Africa-Press – South-Africa. Award-winning cartoonist Jonathan Shapiro, better known as Zapiro, has been granted an honorary doctorate in education by the University of Pretoria.

Known for his satirical and controversial cartoons depicting events in South Africa, especially politics, his work spans four decades and has appeared in national and international publications.

“It’s really pleasing for me to see my cartoons being used in our schools and universities as teaching aids and in exam papers and textbooks,” Shapiro said during an interview with the university. “It’s therefore particularly special for me to be receiving an honorary doctorate in education.”

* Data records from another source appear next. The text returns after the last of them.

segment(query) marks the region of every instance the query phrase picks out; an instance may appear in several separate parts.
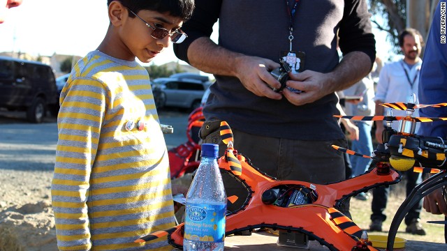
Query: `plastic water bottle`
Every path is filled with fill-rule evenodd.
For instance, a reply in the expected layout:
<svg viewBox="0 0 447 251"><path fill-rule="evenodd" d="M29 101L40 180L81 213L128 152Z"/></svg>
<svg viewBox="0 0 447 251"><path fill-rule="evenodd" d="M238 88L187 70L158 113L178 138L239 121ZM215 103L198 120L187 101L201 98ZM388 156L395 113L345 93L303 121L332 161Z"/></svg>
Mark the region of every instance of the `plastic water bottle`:
<svg viewBox="0 0 447 251"><path fill-rule="evenodd" d="M226 195L218 155L219 145L202 144L202 160L186 195L184 250L224 250Z"/></svg>

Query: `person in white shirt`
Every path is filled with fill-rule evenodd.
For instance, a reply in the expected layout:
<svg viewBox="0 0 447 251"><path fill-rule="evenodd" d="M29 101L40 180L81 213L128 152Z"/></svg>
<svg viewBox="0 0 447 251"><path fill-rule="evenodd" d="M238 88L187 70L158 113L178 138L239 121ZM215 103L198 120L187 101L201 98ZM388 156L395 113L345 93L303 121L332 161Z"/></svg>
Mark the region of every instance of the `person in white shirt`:
<svg viewBox="0 0 447 251"><path fill-rule="evenodd" d="M414 29L406 29L399 36L399 45L404 53L404 59L385 64L381 70L377 83L376 96L376 115L386 115L385 109L379 104L383 102L408 102L409 98L416 95L415 103L418 103L418 88L419 84L419 72L422 65L422 59L419 57L423 39L420 33ZM393 110L393 116L405 116L405 111ZM416 109L413 116L418 116ZM376 139L382 142L382 132L385 121L376 121ZM393 123L393 128L397 130L399 121ZM416 132L419 126L416 126ZM414 187L422 181L421 174L415 173L413 169L403 172L406 178L406 195L408 195ZM370 231L382 231L382 222L386 219L384 214L388 201L389 188L383 187L373 190L371 208L372 223ZM416 204L405 216L405 231L418 235L425 235L425 231L420 224L419 215L422 208L422 201Z"/></svg>

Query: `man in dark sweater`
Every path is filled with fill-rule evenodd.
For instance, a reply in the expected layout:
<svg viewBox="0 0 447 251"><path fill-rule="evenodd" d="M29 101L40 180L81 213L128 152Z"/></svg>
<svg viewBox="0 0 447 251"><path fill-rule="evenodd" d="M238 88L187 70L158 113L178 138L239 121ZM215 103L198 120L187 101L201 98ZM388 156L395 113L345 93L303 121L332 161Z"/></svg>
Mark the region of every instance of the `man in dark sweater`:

The Daily Maverick editorial cartoonist was previously published in various newspapers, including the Sunday Times, Sowetan, The Times and Mail & Guardian.

He pursued a degree in architectural studies at the University of Cape Town but switched to graphic design before his studies were disrupted by army conscription. In 1988, he went to the School of Visual Arts in New York, where he studied media arts, satirical cartooning, and caricature.

As his work sparked reactions and criticism, he has received death threats, has been a target of assassination, was detained in 1988, and was unsuccessfully sued by former president Jacob Zuma. Recently, his work about US President Donald Trump withdrawing US aid, in which he depicted Trump in a Nazi uniform sending out aid vultures to kill millions of Africans, was taken down by Facebook and Instagram.

He said that when the Cape Argus newspaper stopped publishing his cartoons in 1997, former president Nelson Mandela phoned him and told him he was upset about his cartoons not being in the newspaper any more.

“At first I thought that it was friends messing with me, but I quickly realised it really was Mandela. He said he was upset that my cartoons would no longer be in the Cape Argus; that he liked seeing them every day. I told him I was amazed that he’d personally phoned me after seeing my cartoons becoming more and more critical of the ANC. Mandela responded, ‘That is your job’ — and in that moment it affirmed everything that I was and am meant to do.”

He advised his fellow graduates to be mindful of how they interpret what they see and read.

“Being in the world is all about ways of seeing. Question what you hear, see and read. Not taking things at face value is an inherent aspect of free thought. Don’t rely on social media. Find proper sources and back up what you think. Don’t just swallow fake news and conspiracies.

“Be conscious of confirmation bias, be conscious of free thinking, and continue developing an independent way of thinking — with a lot of second-guessing.”